In countries such as Sierra Leone and the Democratic Republic of Congo, the same channels of community mobilisation and hygiene sensitisation that were used to fight the Ebola virus are now being used to channel messaging on COVID-19.
This week, our Concern teams distributed soap, detergent, and hygiene kits to 84,000 displaced people in camps in northern Iraq; improved basic water systems and distributed safety masks in the prisons of Afghanistan; drilled wells in the Central African Republic, and intensified public information ‘wash your hands’ campaigns of COVID-19 in Bangladesh, Pakistan, and Malawi.
In Niger, we are converting Concern vehicles into temporary ambulances. In the refugee camps of Cox’s Bazar, we have initiated social distancing and hand sanitation at nutrition treatment centres and accelerated our therapeutic food rations to ensure that malnourished children experience no breaks in their treatment.
In the fragile and conflict-affected countries where we work, there are no government-led systems of social welfare that cover all citizens. However, ambitious humanitarian response infrastructure does exist and is designed to be scaled up quickly in times of emergency.
Using mobile money technology, these systems are critical in providing basic social protection, allowing families to access vital supplies while sustaining local markets and small businesses.
Two years ago, when ferocious drought hit, it was these timely cash injections that prevented millions of people from slipping into famine across the Horn of Africa. Today, these are some of the practical strategies that we will need to scale up immediately.

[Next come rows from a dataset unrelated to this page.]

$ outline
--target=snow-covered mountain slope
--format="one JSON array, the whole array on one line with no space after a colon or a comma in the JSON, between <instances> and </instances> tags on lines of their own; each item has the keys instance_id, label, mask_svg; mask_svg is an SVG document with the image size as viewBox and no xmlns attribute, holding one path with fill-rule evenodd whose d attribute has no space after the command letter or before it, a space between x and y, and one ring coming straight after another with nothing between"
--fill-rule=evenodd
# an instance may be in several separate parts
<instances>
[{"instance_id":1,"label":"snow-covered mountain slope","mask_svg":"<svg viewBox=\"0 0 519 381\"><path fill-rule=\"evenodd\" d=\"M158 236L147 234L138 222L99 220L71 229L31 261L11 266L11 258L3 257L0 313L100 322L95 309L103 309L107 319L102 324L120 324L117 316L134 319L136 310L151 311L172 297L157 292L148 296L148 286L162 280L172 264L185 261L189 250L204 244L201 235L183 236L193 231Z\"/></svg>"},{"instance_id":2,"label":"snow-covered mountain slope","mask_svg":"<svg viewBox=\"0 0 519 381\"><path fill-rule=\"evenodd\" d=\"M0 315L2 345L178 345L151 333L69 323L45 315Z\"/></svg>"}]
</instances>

Concern’s efforts are part of what is now a global humanitarian response to minimise the overwhelming impact of this virus, but timing is critical. Scaling up our operations is essential now and for that, resources will be urgently needed.
We cannot afford to delay or to be defeatist. To surrender the vulnerable to this virus in Africa would not only be a moral catastrophe, it would also mean the pandemic is never brought under control.